Phase one of the Moomba Carbon Capture and Storage (CCS) project remains on track for first injection mid-2024. Moomba CCS phase one will be one of the lowest-cost CCS projects in the world and will have capacity to store up to 1.7 million tonnes of carbon dioxide per year. This is equivalent to around 28 per cent of the total annual emissions reduction from Australia’s electricity sector[2] making Moomba CCS very significant in Australia’s journey to net-zero emissions.

“Our critical fuels are a necessary component in the energy security of Australia and Asia, and will be required to provide affordable and reliable energy whilst the world transitions to lower-carbon alternatives,” Mr Gallagher said.
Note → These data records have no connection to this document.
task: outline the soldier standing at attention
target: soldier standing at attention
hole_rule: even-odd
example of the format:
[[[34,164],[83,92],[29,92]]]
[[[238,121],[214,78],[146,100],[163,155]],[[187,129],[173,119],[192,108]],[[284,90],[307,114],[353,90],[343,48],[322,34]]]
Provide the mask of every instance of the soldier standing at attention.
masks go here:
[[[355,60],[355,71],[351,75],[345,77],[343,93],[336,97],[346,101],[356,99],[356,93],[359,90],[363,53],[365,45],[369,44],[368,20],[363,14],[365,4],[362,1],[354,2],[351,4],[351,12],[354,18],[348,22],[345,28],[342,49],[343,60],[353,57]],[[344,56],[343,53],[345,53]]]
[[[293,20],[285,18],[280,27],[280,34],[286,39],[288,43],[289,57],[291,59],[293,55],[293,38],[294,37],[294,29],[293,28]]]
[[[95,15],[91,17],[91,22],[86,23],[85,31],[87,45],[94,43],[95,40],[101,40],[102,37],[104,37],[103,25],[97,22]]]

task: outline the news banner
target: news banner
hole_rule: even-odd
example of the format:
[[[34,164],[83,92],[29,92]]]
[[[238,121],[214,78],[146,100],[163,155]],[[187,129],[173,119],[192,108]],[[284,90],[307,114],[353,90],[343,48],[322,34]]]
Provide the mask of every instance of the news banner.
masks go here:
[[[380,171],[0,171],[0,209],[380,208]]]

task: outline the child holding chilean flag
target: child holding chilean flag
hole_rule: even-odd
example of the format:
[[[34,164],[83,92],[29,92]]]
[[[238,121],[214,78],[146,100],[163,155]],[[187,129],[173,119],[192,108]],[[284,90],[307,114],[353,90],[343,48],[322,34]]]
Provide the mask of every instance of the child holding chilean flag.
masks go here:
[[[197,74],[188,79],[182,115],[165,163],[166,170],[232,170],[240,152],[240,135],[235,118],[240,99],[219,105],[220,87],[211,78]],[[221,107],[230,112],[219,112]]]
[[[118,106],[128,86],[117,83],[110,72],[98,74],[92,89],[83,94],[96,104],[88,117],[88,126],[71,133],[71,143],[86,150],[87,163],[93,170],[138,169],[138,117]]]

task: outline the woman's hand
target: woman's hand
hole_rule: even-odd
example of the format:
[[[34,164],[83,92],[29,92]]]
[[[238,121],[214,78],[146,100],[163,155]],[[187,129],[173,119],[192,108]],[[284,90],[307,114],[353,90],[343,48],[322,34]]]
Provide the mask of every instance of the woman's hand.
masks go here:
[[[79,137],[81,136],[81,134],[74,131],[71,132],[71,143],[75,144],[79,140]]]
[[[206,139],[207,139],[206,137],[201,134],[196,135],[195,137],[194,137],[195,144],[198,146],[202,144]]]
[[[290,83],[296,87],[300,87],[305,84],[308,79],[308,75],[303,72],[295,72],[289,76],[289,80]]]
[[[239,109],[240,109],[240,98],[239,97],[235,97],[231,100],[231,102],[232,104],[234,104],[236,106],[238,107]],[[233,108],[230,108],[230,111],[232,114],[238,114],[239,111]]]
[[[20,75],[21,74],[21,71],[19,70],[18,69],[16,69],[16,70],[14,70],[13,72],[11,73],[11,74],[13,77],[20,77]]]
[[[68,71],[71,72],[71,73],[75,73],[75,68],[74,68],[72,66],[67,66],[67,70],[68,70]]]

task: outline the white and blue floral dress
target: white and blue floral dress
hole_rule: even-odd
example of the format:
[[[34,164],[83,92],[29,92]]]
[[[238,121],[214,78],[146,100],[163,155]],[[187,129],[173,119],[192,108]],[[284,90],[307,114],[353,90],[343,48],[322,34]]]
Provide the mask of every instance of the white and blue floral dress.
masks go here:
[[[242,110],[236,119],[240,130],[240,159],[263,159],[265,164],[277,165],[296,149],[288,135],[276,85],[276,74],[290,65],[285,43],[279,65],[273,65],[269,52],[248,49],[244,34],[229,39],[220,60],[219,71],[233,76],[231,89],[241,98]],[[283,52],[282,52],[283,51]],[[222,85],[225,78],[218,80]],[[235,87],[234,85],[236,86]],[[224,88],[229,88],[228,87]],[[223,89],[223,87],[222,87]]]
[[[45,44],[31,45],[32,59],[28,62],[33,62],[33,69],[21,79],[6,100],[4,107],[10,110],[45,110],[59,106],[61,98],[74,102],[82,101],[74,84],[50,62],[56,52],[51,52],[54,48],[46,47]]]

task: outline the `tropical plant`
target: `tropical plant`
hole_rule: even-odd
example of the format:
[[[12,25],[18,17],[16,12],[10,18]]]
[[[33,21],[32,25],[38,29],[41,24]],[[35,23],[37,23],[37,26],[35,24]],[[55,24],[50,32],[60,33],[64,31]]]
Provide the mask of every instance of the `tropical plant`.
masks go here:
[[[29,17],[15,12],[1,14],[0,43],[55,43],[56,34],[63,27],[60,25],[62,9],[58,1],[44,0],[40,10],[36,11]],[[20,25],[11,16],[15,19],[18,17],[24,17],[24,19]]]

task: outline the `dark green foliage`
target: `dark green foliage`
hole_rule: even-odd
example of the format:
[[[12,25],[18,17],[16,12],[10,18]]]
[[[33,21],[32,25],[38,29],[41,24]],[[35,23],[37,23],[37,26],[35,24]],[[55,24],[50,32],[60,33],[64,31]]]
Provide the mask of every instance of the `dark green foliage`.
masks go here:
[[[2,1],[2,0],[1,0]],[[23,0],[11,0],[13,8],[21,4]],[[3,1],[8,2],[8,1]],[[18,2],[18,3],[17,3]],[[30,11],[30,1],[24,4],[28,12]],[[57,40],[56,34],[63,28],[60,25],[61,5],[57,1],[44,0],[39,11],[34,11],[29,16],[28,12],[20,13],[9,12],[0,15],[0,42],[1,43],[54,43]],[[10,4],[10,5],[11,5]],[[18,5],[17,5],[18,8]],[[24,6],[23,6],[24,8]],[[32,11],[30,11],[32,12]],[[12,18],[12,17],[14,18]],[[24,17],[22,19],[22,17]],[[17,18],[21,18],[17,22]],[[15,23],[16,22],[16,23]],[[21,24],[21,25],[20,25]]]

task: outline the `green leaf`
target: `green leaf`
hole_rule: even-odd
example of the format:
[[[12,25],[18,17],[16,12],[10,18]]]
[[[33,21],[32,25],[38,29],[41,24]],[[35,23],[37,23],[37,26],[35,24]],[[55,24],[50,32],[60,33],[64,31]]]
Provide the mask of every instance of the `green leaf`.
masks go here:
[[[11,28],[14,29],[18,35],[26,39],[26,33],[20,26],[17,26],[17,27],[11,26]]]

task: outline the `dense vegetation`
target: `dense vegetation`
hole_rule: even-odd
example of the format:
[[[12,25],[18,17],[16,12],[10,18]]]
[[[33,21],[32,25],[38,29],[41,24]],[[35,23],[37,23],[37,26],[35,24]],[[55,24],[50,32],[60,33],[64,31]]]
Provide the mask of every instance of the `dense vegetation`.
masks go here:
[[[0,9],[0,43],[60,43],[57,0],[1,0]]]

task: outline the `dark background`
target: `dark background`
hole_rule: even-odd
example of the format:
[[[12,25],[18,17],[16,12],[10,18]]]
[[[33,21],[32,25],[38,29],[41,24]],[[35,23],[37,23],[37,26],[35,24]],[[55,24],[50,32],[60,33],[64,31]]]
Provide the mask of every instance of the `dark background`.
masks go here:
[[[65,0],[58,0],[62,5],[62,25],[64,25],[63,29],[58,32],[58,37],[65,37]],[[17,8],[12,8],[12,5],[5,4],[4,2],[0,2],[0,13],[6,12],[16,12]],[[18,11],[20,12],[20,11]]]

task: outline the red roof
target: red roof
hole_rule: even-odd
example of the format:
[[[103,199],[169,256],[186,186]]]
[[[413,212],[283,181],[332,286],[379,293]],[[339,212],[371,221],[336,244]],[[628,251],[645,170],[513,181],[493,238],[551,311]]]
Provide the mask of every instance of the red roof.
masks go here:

Demand for our products remains strong. We are expanding our LNG portfolio by delivering on Barossa with first gas expected in the third quarter next year.  We are also progressing Papua LNG towards a final investment decision. First oil from Pikka is expected in the first half of 2026. These projects will transform Santos and provide long-term value for shareholders.

Santos today has also released its 2023 Sustainability and Climate Report, providing an update on the Company’s progress towards achieving our target of net-zero scope one and two emissions (equity share) by 2040.

“The 2023 Sustainability and Climate Report is the most detailed and comprehensive view of our energy transition activities in the Company’s history and provides shareholders with a clear picture of the work we are undertaking to achieve our net-zero emissions target by 2040,” Mr Gallagher said.

Guidance for 2024 remains unchanged.

Live webcast

A live webcast for analysts and investors will be held today at 11:00 AEDT.

To access the live webcast, register on Santos’ website at www.santos.com.

 

[1] EBITDAX (earnings before interest, tax, depreciation, depletion, exploration, evaluation and impairment, and underlying profit are non-IFRS measures that are presented to provide an understanding of the performance of Santos’ operations. Underlying profit excludes the impacts of costs associated with asset acquisitions, disposals and impairments, hedging as well as items that are subject to significant variability from one period to the next. The non-IFRS financial information is unaudited however the numbers have been extracted from the financial statements which have been subject to review by the auditor. A reconciliation between net profit after tax and underlying profit is provided in the Appendix of the 2023 full year results presentation released to ASX on 21 February 2024.